For many years, I was (and still am in many ways) a material girl living in a material world. I would only wear ridiculously expensive name brand clothes that I typically purchased at full retail price because I didn’t have time or patience to wait for a sale. I never thought twice about sending $700 - $800 at a time to adorn myself with pretty garments. Not only was I addicted to exquisite clothes, but also I was attracted to fine jewelry. My outward appearance determined my beauty and self-worth.
Fortunately, as I grew in my relationship with the Lord, He replaced my constant craving for food, another excessive habit, with a hunger for more of Him. Eventually, I lost a substantial amount of weight and needed a whole new wardrobe. Convicted of my compulsion, I made a needy co-worker very happy when I gave my entire lovely wardrobe to her. I replaced it with more modestly priced apparel that was equally nice-looking, and haven’t been on an extreme shopping spree in more than three years!
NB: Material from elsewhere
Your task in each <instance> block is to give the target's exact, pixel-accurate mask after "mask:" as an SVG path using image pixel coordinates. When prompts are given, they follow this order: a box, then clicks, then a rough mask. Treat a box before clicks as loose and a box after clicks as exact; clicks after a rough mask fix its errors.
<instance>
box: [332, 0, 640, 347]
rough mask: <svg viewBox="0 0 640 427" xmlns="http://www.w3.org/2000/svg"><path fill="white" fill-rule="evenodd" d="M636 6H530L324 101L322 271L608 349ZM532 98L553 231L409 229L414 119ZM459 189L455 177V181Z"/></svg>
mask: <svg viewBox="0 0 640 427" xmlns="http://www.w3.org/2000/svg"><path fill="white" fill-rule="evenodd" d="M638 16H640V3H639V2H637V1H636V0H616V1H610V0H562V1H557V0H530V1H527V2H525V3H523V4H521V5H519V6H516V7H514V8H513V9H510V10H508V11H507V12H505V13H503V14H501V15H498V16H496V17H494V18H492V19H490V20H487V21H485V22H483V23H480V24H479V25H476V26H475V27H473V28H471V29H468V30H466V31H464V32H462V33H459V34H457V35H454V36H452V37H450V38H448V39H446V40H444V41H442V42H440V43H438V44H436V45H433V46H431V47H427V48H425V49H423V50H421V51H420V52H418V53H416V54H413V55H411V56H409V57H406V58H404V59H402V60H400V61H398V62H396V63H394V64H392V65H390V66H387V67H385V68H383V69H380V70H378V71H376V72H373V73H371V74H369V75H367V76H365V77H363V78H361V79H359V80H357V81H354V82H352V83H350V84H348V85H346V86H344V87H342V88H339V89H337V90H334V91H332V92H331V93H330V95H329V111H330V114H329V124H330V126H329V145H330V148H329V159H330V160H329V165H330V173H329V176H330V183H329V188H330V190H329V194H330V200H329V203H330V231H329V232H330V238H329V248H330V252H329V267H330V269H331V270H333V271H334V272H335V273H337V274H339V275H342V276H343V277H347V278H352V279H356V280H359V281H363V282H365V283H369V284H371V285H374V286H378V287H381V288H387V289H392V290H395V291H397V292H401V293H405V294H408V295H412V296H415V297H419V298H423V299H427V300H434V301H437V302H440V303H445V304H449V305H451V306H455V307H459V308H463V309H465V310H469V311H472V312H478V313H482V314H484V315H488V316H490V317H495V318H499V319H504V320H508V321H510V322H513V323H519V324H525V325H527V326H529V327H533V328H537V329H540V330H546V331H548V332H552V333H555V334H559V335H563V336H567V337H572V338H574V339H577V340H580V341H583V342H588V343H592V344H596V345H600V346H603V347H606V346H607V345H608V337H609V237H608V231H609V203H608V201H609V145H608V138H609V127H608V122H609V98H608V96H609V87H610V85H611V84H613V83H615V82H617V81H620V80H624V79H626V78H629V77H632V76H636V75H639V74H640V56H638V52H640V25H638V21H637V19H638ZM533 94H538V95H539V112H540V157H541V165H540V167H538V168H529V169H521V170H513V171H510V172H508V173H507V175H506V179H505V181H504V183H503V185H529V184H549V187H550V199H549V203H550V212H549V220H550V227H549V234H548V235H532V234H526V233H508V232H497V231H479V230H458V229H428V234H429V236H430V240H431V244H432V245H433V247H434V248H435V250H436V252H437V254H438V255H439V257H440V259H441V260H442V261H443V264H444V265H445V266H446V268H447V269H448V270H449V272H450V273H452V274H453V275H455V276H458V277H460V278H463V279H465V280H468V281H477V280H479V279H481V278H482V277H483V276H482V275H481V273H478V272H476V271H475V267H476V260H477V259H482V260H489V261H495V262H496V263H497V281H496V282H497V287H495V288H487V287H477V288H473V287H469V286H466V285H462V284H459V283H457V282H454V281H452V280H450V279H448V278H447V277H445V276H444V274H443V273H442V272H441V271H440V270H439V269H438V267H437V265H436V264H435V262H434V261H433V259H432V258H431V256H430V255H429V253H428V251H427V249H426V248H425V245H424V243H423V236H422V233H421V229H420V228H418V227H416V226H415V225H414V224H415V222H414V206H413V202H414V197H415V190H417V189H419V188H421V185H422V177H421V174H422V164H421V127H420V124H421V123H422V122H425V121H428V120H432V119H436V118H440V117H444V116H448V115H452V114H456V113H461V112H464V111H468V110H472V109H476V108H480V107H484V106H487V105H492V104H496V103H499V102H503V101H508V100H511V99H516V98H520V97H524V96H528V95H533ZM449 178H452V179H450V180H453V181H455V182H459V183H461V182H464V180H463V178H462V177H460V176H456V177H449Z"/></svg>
Just last week I had a "30% Off Friends and Family Pass" to shop at another store I revered for years. I walked in, looked at a price tag, and walked out empty handed. With my eyes open to the needs around me, I simply could not justify spending even the discounted price on something so frivolous.
Giving up my obsession for designer fashions has blessed me with the ability to help others financially. I look and feel good in my "ordinary" clothes because God has given me a miracle makeover that fits me perfectly. My self-worth and beauty no longer come from the label in my clothes; it comes from my identity in Christ.
Another one of my former fixations was collecting expensive baskets. Several years ago, the Holy Spirit broke my heart over orphans in Russia. Convicted of my misplaced priorities, I was compelled to sell hundreds (that’s right, hundreds) of my beloved baskets at auction to support an orphanage there. While I still enjoy the beauty of these treasured keepsakes, giving up my passion for them has allowed me to channel my resources to more noble causes. I’ve been blessed 100 times over for giving up my addiction!
I encourage you to take a hard look at where you’re spending your money. Jesus says, "For where your treasure is, there your heart will be also." Matthew 6:21
Having nice things isn’t the problem. Excessively desiring nice things is the issue. Misplaced, self-centered priorities were my hang up. I was hooked on "things". Retail therapy gave me a temporary high. As I began spending more time with God, He shined the light of His Word on my cold, dark heart. In the light of His Word, I could clearly see what mattered most to Him. Daily, I ask Him to replace my wants and wishes with a spirit of contentment so that I can be a Barnabas to others.
I’m far from perfect. God isn’t finished with me yet, but He has brought me a great distance from where I was six years. To Him be the glory forever and ever!